Problem being that Dusan can't be found by any means, physical or mystical. And to be honest, someone really doesn't want him to be found. An investment banker with a tenuous link to Dusan winds up crucified in his office. That said investment banker is also part of the Illuminati isn't helping.

Which of course leads deeper down the rabbit hole, eventually involving a transgender Aborigine who runs a Nightclub in NYC, a hacker extrordinaire, the hacker's girlfriend, a gypsy girl with a touch of the power, and an acidmancer. (We're skipping a whole bunch of plot here, but....) We also get to meet a part fae girl who more or less acts as an intermediary to the gods. She gets a rather good line about discussing fan fiction with Etruscan gods of the harvest. Hell, even the Devil himself shows up at one point.

Based on my own readings into the subject matter, Belcher has done his research quite well into various occult practices of different cultures, which also came across in the Golgotha books. Ultimately, the takeaway here on his system of magic for this book is that will and intent matter much more than any particular system. Mind you, having Google translate handy for some of the Latin phrases Laytham uses as a focusing agent leads to some extra humor in a few places. (As an aside, I have to be amused that the idea of secret Occult knowledge can be found in a mass market paperback. Then again, a book can give you knowledge, but experience is how you learn what it really means.) also, some characters get mentioned who would make interesting additions to later installments, like the Twittermancer, who divines people 140 characters at a time.
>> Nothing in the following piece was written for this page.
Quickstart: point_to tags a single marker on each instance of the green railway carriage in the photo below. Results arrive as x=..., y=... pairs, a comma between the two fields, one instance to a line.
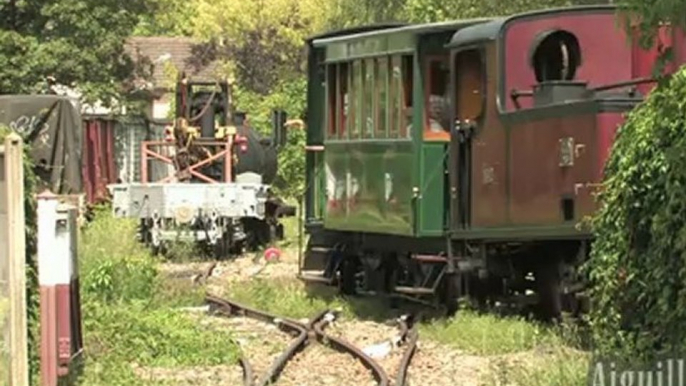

Conspiracy theory also plays a large part in much of the plot. While Icke's lizard people don't show up, we get a alot about the Illuminati, the Masons, the US Treasury, 9/11.... In some ways, I felt like I was reading a novelization of someone's hand of Steve Jackson's Illuminati card game.

I enjoyed the ride with this one. It was kind of like reading an American version of a Simon R. Green novel, only with more drugs.

Monday, October 5, 2015

Don't poke the Deep Ones

Harrison Squared by Daryl Gregory invites a lot of comparisons. Given the plot is basically a Lovecraft story with some Rime of the Ancient Mariner thrown in for flavor, this isn't overly surprising. However, what this mostly comes across as is Cabaret as directed by Charles Band during his Lovecraft movie making phase. Because, seriously, there are some hard tonal shifts depending on which character we're following around at any given point in time.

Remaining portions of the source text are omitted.